This article was originally published on ETFTrends.com.
The iShares MSCI Germany ETF (NYSEArca: EWG), the largest exchange traded fund tracking German equities listed in the U.S., and the Xtrackers Germany Equity ETF (Cboe: GRMY) are among the Germany ETFs investors should monitor in the days ahead.
Improving economic conditions and strengthening company earnings in Europe are signals that diversified exchange traded fund investors should keep in mind when looking for areas of potential growth after a multi-year run in U.S. markets leaves less opportunities at home.
“On Sunday, March 4, members of Germany's Social Democrats (SPD) will unveil the results of a vote on a "grand coalition" with Chancellor Angela Merkel's more conservative Christian Democrats (CDU). Ahead of the reveal -- and with European stocks in a tizzy on trade war fears -- the iShares MSCI Germany ETF (EWG) is pacing for its lowest close in nearly six months,” according to Schaeffer's Investment Research. “However, if history is any indicator, the German exchange-traded fund (ETF) could be on the verge of a pop higher.”

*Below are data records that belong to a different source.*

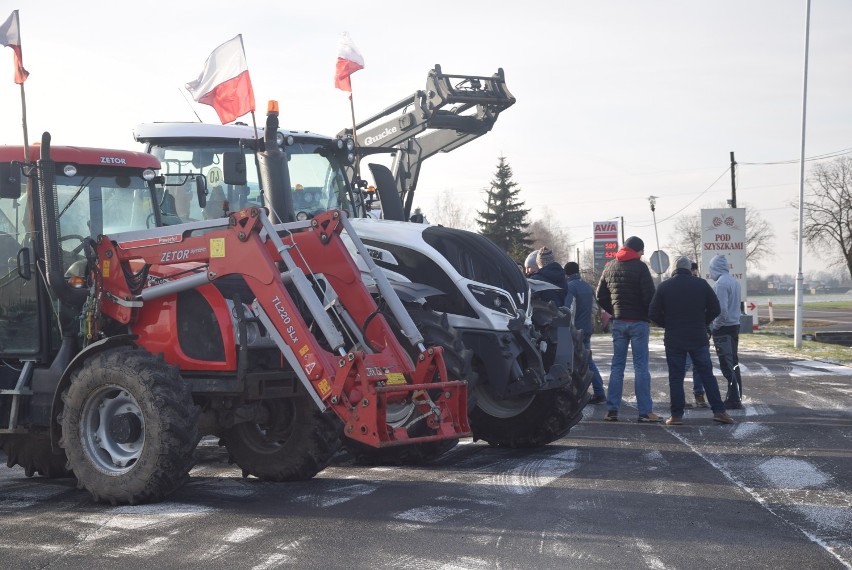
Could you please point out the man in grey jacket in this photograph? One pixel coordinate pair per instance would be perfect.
(726, 329)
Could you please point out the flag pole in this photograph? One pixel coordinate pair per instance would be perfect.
(24, 119)
(355, 136)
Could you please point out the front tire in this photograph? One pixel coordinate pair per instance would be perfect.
(128, 427)
(541, 418)
(294, 443)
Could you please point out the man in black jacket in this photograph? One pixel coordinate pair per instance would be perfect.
(625, 291)
(685, 306)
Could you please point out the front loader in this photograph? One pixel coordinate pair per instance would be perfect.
(260, 333)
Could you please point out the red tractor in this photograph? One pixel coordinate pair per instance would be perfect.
(125, 340)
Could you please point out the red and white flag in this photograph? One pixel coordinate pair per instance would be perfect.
(224, 83)
(10, 36)
(349, 60)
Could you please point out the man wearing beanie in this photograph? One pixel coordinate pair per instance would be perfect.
(582, 294)
(685, 307)
(552, 272)
(625, 291)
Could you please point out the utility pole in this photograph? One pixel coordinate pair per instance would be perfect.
(733, 200)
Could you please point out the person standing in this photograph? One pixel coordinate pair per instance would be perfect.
(726, 329)
(582, 294)
(684, 307)
(551, 272)
(625, 291)
(697, 385)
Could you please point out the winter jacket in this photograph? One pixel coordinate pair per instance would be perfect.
(684, 305)
(727, 290)
(582, 293)
(555, 274)
(626, 287)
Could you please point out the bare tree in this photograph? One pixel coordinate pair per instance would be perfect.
(451, 213)
(546, 232)
(827, 209)
(759, 237)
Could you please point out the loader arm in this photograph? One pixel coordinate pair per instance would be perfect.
(276, 262)
(455, 109)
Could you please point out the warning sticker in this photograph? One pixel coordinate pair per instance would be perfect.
(217, 247)
(395, 378)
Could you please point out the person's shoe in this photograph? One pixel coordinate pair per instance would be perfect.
(723, 418)
(650, 418)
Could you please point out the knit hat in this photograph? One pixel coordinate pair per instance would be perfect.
(571, 268)
(634, 243)
(683, 263)
(544, 257)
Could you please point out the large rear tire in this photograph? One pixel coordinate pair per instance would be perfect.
(436, 331)
(294, 443)
(534, 420)
(33, 452)
(128, 427)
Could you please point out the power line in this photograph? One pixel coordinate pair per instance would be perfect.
(688, 203)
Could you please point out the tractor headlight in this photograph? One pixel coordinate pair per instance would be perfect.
(493, 299)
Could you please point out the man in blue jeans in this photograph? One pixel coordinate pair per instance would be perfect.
(625, 291)
(685, 307)
(583, 296)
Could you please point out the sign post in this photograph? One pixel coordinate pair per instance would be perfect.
(606, 243)
(723, 232)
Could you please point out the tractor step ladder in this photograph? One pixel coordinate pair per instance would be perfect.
(20, 390)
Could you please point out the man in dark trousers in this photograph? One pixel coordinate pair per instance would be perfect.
(685, 306)
(625, 291)
(582, 294)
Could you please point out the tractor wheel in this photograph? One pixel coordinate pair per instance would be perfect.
(538, 419)
(128, 427)
(33, 453)
(294, 443)
(436, 331)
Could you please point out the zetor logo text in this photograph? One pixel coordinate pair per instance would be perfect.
(385, 133)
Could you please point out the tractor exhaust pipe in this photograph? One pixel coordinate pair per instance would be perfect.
(274, 173)
(48, 207)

GRMY seeks to track the Nasdaq Germany Large Mid Cap Index, which is designed to track the performance of the German equity market.
Recently, Deutsche Asset Management lowered the annual fee on GRMY to 0.09%, making it one of the least expensive Germany ETFs in the U.S. and far less expensive than the rival EWG.

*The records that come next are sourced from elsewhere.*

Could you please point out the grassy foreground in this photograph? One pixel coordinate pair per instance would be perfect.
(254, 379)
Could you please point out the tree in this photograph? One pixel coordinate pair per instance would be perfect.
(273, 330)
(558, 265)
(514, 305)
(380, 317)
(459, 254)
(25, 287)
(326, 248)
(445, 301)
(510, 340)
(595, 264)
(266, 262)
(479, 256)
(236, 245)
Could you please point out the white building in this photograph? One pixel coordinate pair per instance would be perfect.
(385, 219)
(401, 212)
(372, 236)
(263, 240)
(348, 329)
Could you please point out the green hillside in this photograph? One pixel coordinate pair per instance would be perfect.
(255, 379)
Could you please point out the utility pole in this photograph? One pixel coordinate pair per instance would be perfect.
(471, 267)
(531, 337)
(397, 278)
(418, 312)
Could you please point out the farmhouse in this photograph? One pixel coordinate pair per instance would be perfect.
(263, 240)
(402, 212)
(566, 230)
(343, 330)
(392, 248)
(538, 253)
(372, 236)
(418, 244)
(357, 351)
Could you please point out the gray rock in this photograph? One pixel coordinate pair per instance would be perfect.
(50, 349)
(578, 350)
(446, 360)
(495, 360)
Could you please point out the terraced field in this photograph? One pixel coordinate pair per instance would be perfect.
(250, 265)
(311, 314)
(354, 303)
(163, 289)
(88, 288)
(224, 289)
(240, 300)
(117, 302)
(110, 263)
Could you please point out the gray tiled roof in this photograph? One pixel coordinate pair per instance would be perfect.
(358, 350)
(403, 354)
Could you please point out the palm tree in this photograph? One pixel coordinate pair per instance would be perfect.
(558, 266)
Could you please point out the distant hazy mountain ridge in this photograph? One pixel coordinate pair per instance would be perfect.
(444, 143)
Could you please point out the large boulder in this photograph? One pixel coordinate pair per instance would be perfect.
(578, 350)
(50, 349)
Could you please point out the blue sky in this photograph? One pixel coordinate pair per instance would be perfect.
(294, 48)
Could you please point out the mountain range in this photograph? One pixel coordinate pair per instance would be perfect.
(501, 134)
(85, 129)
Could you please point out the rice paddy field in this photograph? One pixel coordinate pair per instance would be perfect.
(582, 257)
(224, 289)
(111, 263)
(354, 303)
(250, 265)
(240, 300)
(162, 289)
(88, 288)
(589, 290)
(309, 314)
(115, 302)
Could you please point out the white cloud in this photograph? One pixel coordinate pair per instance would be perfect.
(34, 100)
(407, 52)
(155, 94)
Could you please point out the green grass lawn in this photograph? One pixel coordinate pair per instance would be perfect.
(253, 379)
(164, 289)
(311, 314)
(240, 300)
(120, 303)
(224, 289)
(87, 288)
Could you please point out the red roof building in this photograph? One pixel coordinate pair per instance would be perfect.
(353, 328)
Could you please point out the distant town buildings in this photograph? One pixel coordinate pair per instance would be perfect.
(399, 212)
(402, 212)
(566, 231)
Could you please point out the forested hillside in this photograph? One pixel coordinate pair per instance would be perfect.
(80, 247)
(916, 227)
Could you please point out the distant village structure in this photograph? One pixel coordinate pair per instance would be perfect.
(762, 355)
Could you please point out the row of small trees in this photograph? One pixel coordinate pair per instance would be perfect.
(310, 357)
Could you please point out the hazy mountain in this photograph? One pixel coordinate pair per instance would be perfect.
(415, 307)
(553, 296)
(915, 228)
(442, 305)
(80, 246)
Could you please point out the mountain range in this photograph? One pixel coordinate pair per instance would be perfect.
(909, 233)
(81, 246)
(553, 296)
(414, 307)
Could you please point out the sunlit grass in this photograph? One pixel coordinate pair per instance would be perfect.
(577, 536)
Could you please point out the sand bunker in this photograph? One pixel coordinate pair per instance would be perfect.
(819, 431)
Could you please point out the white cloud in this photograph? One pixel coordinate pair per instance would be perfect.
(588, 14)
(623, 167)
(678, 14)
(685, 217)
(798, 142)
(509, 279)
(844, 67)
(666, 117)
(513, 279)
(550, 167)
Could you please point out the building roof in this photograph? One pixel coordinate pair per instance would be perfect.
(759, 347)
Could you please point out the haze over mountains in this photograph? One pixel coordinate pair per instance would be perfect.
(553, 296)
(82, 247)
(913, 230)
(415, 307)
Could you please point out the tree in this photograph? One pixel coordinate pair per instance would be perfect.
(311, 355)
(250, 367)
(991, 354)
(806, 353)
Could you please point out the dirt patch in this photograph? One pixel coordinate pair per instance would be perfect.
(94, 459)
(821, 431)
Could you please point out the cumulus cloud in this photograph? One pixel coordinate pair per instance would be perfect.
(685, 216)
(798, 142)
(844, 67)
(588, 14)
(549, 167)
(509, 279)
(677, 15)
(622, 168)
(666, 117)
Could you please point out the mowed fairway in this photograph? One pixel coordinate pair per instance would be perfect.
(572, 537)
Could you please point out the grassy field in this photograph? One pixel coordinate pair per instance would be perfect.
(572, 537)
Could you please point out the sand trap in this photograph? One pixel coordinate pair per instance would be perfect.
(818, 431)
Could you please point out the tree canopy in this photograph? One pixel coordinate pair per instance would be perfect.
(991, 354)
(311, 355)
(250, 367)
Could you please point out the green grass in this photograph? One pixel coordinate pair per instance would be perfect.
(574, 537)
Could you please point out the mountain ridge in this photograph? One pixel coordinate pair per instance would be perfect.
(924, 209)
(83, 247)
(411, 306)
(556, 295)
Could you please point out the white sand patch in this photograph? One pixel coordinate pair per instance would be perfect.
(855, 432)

Historical data suggest March is often kind to German stocks. EWG is lower by 4% year-to-date while GRMY is down just 1%.
“While the results of the SPD vote will likely impact EWG's trajectory, the fund has history on its side -- in the short term, at least. Since inception, the shares have averaged a March gain of 1.7%, followed by an April gain of 3.1% -- tied with December for its best month of the year -- according to Schaeffer's Quantitative Analyst Chris Prybal. From current levels, another 1.7% gain this month would put EWG around $32.26, and a 3.1% gain from there would put the fund at $33.26. That's not quite in new-high territory, but would put the ETF back in the black year-to-date,” according to Schaeffer's.